Relevant logs and/or screenshots
kubectl logs -f -l app.kubernetes.io/name=gitlab-agent -n gitlab-agent-remote-dev-dev
─╯
{"level":"info","time":"2023-05-19T18:18:18.787Z","msg":"starting partial update","mod_name":"remote_development","agent_id":60387}
{"level":"debug","time":"2023-05-19T18:18:18.787Z","msg":"Running reconciliation loop","mod_name":"remote_development","agent_id":60387}
{"level":"debug","time":"2023-05-19T18:18:18.787Z","msg":"Making GitLab request","mod_name":"remote_development","agent_id":60387}
{"level":"debug","time":"2023-05-19T18:18:22.900Z","msg":"Made request to the Rails API","mod_name":"remote_development","status_code":500,"request_id":"d8f35d22709df62d56c68304e1142803","duration_in_ms":4112,"agent_id":60387}
{"level":"debug","time":"2023-05-19T18:18:22.900Z","msg":"Reconciliation loop ended","mod_name":"remote_development","agent_id":60387}
{"level":"error","time":"2023-05-19T18:18:22.900Z","msg":"Remote Dev - partial sync cycle ended with error","mod_name":"remote_development","error":"unexpected status code: 500","agent_id":60387}
{"level":"debug","time":"2023-05-19T18:18:28.777Z","msg":"ContainerScanning config is empty, security policies are disabled","mod_name":"starboard_vulnerability","agent_id":60387}
{"level":"info","time":"2023-05-19T18:18:32.901Z","msg":"starting partial update","mod_name":"remote_development","agent_id":60387}
{"level":"debug","time":"2023-05-19T18:18:32.901Z","msg":"Running reconciliation loop","mod_name":"remote_development","agent_id":60387}
{"level":"debug","time":"2023-05-19T18:18:32.901Z","msg":"Making GitLab request","mod_name":"remote_development","agent_id":60387}
{"level":"debug","time":"2023-05-19T18:18:36.905Z","msg":"Made request to the Rails API","mod_name":"remote_development","status_code":500,"request_id":"1976fcdb8631dfe2048b378b9cd9b762","duration_in_ms":4004,"agent_id":60387}
{"level":"debug","time":"2023-05-19T18:18:36.905Z","msg":"Reconciliation loop ended","mod_name":"remote_development","agent_id":60387}
{"level":"error","time":"2023-05-19T18:18:36.905Z","msg":"Remote Dev - partial sync cycle ended with error","mod_name":"remote_development","error":"unexpected status code: 500","agent_id":60387}
Output of checks
This bug happens on GitLab.com
Results of GitLab environment info
Expand for output related to GitLab environment info
(For installations with omnibus-gitlab package run and paste the output of: `sudo gitlab-rake gitlab:env:info`) (For installations from source run and paste the output of: `sudo -u git -H bundle exec rake gitlab:env:info RAILS_ENV=production`)

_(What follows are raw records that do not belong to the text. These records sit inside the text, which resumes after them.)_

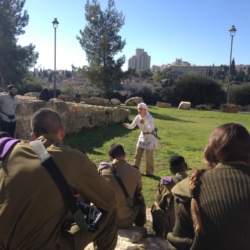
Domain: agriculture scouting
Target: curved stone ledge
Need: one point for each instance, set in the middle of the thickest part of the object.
(75, 116)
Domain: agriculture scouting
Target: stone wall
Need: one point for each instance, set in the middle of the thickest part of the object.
(75, 116)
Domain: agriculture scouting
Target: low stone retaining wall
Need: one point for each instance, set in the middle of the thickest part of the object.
(75, 116)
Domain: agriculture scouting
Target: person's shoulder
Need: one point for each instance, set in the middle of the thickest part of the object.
(71, 151)
(166, 180)
(103, 165)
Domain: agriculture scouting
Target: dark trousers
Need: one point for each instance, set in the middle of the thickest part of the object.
(8, 127)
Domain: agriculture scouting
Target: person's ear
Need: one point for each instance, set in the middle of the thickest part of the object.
(33, 136)
(62, 132)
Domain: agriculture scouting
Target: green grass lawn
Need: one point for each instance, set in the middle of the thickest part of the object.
(183, 132)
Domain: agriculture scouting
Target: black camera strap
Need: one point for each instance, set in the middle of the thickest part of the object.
(48, 163)
(129, 200)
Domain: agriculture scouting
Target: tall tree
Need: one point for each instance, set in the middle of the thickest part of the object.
(233, 71)
(101, 42)
(15, 60)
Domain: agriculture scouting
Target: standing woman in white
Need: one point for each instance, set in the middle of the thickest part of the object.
(146, 141)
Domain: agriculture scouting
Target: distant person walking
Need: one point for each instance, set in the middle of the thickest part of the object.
(147, 139)
(8, 105)
(44, 95)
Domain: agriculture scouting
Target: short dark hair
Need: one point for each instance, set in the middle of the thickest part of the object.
(228, 142)
(116, 150)
(4, 134)
(10, 87)
(45, 121)
(177, 163)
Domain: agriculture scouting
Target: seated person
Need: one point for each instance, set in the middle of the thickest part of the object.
(163, 208)
(213, 204)
(32, 209)
(131, 179)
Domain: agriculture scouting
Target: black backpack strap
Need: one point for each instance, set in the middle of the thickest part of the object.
(48, 163)
(129, 200)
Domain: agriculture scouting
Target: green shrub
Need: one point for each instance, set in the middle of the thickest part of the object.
(240, 94)
(68, 89)
(198, 89)
(30, 85)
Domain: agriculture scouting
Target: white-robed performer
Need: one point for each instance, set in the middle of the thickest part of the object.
(146, 141)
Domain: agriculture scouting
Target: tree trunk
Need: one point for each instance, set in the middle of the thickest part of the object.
(2, 81)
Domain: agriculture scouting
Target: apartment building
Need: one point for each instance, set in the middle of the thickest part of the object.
(140, 61)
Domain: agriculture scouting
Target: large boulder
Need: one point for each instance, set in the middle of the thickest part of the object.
(96, 100)
(32, 94)
(203, 107)
(134, 101)
(230, 108)
(115, 101)
(163, 105)
(66, 97)
(184, 105)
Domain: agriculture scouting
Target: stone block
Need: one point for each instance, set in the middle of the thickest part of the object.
(75, 117)
(115, 101)
(134, 101)
(163, 105)
(32, 94)
(96, 100)
(184, 105)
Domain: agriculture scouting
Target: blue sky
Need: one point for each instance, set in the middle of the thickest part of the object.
(196, 31)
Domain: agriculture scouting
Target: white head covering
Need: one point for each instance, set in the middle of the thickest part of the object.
(143, 106)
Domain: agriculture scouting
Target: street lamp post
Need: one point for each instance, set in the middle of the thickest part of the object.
(232, 33)
(55, 24)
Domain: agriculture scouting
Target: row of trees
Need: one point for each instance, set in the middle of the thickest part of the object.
(15, 60)
(196, 89)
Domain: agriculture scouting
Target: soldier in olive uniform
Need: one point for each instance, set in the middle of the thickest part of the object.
(131, 179)
(163, 208)
(32, 209)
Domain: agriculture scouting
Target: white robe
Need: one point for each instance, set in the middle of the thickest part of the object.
(146, 141)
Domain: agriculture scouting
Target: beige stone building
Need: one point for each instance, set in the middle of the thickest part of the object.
(140, 61)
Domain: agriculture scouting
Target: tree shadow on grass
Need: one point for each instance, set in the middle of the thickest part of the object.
(154, 177)
(95, 138)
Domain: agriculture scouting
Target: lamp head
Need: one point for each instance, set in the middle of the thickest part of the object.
(55, 23)
(232, 30)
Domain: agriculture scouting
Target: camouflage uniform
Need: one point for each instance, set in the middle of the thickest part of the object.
(163, 208)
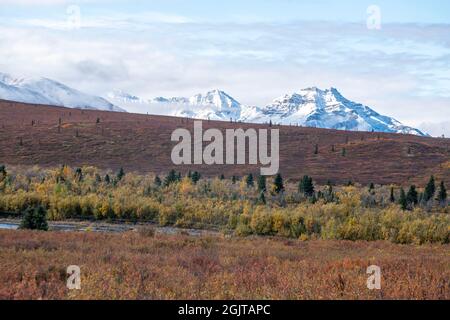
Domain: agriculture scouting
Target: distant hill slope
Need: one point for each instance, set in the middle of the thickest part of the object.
(50, 92)
(142, 143)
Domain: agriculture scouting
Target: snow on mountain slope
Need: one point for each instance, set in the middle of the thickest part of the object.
(46, 91)
(213, 105)
(310, 107)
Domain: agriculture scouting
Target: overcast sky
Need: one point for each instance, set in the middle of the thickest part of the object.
(253, 50)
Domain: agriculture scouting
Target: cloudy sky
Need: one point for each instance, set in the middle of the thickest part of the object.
(391, 55)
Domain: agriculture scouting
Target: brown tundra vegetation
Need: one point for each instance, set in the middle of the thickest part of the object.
(141, 265)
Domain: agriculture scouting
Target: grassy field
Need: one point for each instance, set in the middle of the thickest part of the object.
(140, 265)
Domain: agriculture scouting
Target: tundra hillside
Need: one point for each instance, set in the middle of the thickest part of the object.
(53, 136)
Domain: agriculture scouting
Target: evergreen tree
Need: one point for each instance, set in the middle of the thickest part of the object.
(412, 197)
(172, 177)
(430, 190)
(262, 198)
(195, 177)
(278, 185)
(79, 174)
(2, 172)
(249, 181)
(34, 219)
(120, 174)
(403, 201)
(157, 182)
(442, 194)
(392, 197)
(306, 186)
(262, 185)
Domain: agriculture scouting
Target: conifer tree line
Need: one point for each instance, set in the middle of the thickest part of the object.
(247, 204)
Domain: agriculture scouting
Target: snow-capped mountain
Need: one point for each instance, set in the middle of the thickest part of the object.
(50, 92)
(313, 107)
(310, 107)
(213, 105)
(121, 96)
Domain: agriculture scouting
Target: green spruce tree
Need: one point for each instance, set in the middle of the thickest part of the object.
(442, 194)
(278, 185)
(430, 190)
(306, 186)
(403, 201)
(262, 184)
(249, 181)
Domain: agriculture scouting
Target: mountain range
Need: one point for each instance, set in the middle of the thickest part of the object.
(310, 107)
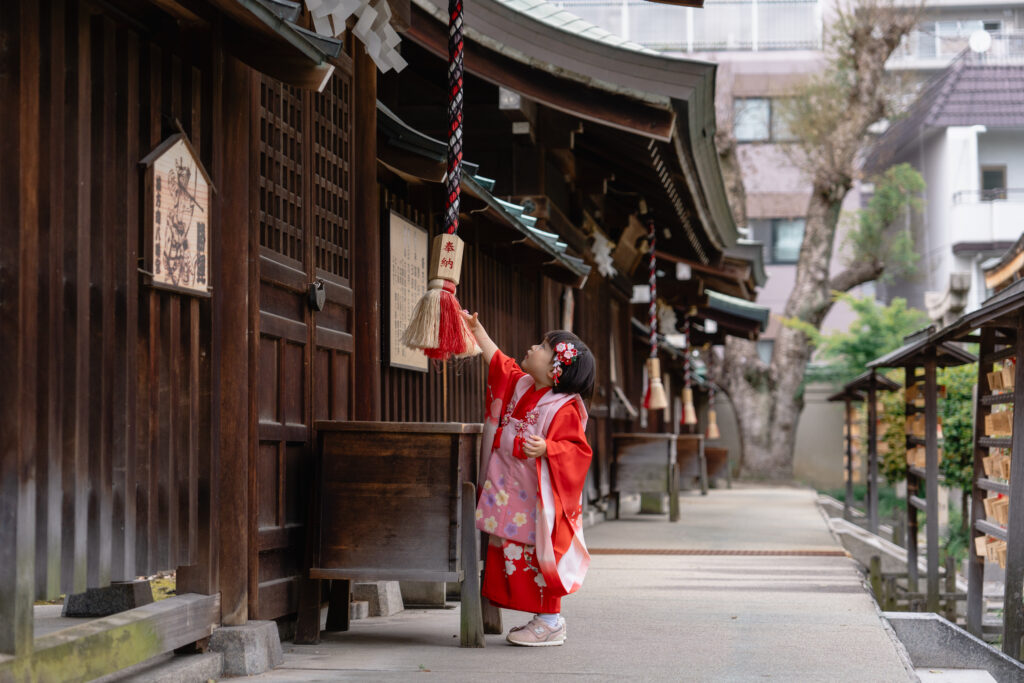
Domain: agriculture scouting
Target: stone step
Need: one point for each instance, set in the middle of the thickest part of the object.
(172, 668)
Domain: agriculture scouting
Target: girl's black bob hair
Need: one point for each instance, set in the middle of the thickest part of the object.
(578, 377)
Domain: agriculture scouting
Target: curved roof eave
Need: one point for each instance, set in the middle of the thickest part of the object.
(528, 32)
(621, 69)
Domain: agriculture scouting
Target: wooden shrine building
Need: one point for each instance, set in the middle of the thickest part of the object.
(202, 204)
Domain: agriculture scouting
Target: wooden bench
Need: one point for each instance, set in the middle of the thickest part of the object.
(645, 464)
(396, 503)
(691, 460)
(718, 463)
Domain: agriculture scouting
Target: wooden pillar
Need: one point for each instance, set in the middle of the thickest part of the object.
(848, 501)
(203, 575)
(911, 512)
(976, 563)
(1013, 608)
(932, 478)
(18, 284)
(233, 286)
(367, 239)
(872, 456)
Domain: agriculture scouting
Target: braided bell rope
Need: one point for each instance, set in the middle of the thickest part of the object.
(652, 283)
(455, 117)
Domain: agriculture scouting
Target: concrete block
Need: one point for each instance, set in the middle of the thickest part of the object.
(358, 609)
(384, 597)
(117, 597)
(934, 642)
(653, 504)
(249, 649)
(172, 669)
(423, 593)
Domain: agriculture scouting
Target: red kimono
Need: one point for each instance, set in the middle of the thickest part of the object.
(531, 507)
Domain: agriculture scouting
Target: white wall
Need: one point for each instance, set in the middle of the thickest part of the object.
(1004, 146)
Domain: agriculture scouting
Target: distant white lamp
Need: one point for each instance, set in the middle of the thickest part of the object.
(980, 41)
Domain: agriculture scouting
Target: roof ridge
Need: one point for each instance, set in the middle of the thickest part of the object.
(951, 76)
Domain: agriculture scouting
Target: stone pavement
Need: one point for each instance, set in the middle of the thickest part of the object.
(693, 616)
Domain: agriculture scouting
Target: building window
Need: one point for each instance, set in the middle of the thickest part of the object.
(993, 182)
(786, 237)
(752, 119)
(760, 120)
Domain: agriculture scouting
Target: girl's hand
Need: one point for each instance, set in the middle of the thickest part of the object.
(473, 325)
(472, 322)
(535, 446)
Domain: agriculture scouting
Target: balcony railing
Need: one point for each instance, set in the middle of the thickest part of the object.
(934, 49)
(987, 215)
(722, 25)
(999, 194)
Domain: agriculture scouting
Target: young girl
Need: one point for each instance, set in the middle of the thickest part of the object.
(531, 496)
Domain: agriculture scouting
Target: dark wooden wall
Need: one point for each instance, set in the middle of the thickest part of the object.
(302, 196)
(122, 382)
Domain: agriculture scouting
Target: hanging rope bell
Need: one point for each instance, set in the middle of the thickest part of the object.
(436, 327)
(689, 413)
(713, 431)
(655, 398)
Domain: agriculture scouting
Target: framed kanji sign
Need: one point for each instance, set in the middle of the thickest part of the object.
(408, 269)
(177, 218)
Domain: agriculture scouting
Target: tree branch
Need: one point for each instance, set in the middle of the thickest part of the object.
(856, 273)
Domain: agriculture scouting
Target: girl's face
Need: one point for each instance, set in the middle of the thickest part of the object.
(538, 361)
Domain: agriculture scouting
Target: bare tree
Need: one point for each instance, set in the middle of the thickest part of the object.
(830, 116)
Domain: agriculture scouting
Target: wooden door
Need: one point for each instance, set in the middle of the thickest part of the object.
(302, 356)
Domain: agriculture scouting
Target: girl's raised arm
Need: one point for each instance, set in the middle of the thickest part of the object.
(487, 347)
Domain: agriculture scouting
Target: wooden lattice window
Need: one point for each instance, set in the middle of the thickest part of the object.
(332, 180)
(281, 153)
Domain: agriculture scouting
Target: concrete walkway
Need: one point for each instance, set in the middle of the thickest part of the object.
(660, 616)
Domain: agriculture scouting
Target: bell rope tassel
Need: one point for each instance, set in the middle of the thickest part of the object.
(437, 327)
(689, 413)
(655, 398)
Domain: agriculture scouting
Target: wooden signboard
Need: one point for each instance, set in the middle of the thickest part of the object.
(408, 255)
(177, 218)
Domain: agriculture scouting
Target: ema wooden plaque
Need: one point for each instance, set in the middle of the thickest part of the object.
(177, 218)
(408, 268)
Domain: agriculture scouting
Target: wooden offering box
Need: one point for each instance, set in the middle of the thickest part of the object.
(718, 463)
(397, 503)
(691, 461)
(645, 464)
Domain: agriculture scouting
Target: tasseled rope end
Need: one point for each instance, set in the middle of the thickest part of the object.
(689, 413)
(655, 398)
(437, 327)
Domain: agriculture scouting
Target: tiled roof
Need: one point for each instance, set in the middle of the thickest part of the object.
(566, 20)
(972, 91)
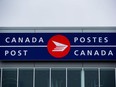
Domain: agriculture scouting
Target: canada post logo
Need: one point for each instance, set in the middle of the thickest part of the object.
(58, 46)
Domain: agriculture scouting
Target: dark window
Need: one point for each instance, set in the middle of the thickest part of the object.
(42, 78)
(26, 78)
(9, 78)
(74, 77)
(91, 78)
(107, 78)
(58, 78)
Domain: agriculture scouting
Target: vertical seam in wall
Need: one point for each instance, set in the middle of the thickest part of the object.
(99, 76)
(17, 77)
(1, 77)
(50, 77)
(82, 61)
(34, 77)
(115, 77)
(66, 77)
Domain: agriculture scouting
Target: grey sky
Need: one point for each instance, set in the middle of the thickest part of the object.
(57, 13)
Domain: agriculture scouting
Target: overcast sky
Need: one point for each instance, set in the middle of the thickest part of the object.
(57, 13)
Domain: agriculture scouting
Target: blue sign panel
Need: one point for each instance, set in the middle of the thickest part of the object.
(58, 46)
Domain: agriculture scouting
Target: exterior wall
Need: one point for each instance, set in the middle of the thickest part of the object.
(57, 64)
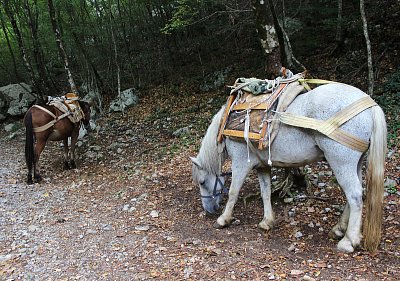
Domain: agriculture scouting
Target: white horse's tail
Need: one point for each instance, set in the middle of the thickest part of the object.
(375, 179)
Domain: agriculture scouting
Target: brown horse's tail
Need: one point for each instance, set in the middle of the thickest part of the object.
(29, 150)
(375, 178)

Results of GitLab application Check
Expand for output related to the GitLab application check
(For installations with omnibus-gitlab package run and paste the output of:
sudo gitlab-rake gitlab:check SANITIZE=true
)(For installations from source run and paste the output of:
sudo -u git -H bundle exec rake gitlab:check RAILS_ENV=production SANITIZE=true
)(we will only investigate if the tests are passing)
Possible fixes
Capture more error messages and log the string on the agent side.